# A Tale Of Two Optimisations

A couple of months ago I wrote a toy program called whitespacer. Ever since, I’ve had this gnawing feeling that I could have done it better; that it could have been written in a more performant manner. In this article I’ll take you through a couple of different ideas I came up with. We’ll profile and visualise their different performances and stumble upon some surprising behaviour. We’ll use this as an excuse to take a deeper dive into their behaviour at the CPU level and gain a better understanding about the `perf`

performance analysis tool and branch prediction.

# A Quick Recap

In a previous article I took you through the *whitespacer* program. Here’s a quick recap of what it does:

- Reads from standard in and writes to standard out.
- Works in an ‘encoding’ and ‘decoding’ mode’.
- In encoding mode it takes each of the four dibits (2 bits) of each byte and turns it into one of four whitespace characters (tab, new line, carriage return and space).
- Decoding mode does the reverse, taking groups of four whitespace characters and reconstituting the original byte.

Here’s the encoding function:

```
//Dibit to whitesapce lookup table (global variable)
char encode_lookup_tbl[] = { '\t', '\n', '\r', ' ' };
//Given a dibit, returns the whitespace encoding
unsigned char lookup_encode(const unsigned char dibit) {
return encode_lookup_tbl[ dibit ];
}
```

I’ve omitted the decoding function for brevity, but it’s the same with a different lookup table.

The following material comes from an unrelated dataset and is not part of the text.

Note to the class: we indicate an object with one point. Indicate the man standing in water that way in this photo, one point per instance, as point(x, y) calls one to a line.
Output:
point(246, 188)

# Attempt 1: A Mathematical Function

What bothered me about the original implementation was the lookup table. Even though I knew they’d be cached, I still thought the memory accesses might have a detrimental affect on performance.

I had an idea about using mathematical functions (rather than the lookup table) to perform the encoding/decoding. This would remove the memory accesses and perhaps improve performance.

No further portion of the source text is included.